Regulators told to be ready to handle failed clearing houses

Reuters04-25

By Huw Jones

LONDON, April 25 (Reuters) - Regulators must equip themselves with tools such as "bail-in" bonds to deal quickly with a failed clearing house for stocks, bonds or derivatives without having to call on taxpayers for cash, the G20's risk watchdog said on Thursday.

After the global financial crisis of 2007-09, regulators mandated clearing for a wider range of derivatives, meaning they must pass through a clearer backed by a default fund to ensure completion of trades.

More recently, the United States has adopted rules to force more trades in the $26 trillion U.S. Treasury market through clearers.

As a result of such changes, some clearers have become vital to financial systems in more than one jurisdiction, meaning their failure could damage financial stability unless they can be stabilised or "resolved", meaning closed down, in an orderly way.

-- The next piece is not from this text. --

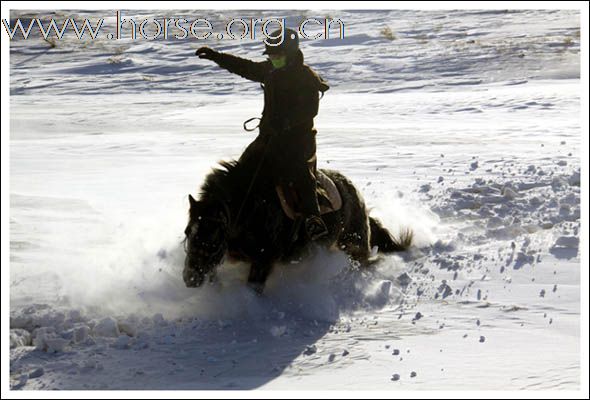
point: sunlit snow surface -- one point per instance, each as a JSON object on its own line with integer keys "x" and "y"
{"x": 464, "y": 128}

The Financial Stability Board $(FSB)$ said its new standard, which builds on previous guidance, requires that adequate liquidity, loss-absorbing, and recapitalisation resources and tools are available to maintain the continuity of a clearer's critical functions, and mitigate adverse effects on financial stability should a shutdown become necessary.

It sets out seven resources and tools that regulators are required to pick from, such as "bail-in" bonds issued by clearers that can be written down to plug losses, resolution funds, cash calls during resolution, and equity in a first-loss position in resolution.

Regulators will have to state publicly which tools they have selected. Laws could need changing or introducing in some countries to give regulators access to such tools.

"Temporary public funding for liquidity ... should be relied on only as a last resort," the FSB said.

Exchanges such as LSEG, ICE, CME and Deutsche Boerse all operate major clearing houses that handle trades totalling trillions of dollars.

The G20 economies commit to applying regulatory recommendations from the FSB, and the watchdog said it would monitor implementation and publish its findings.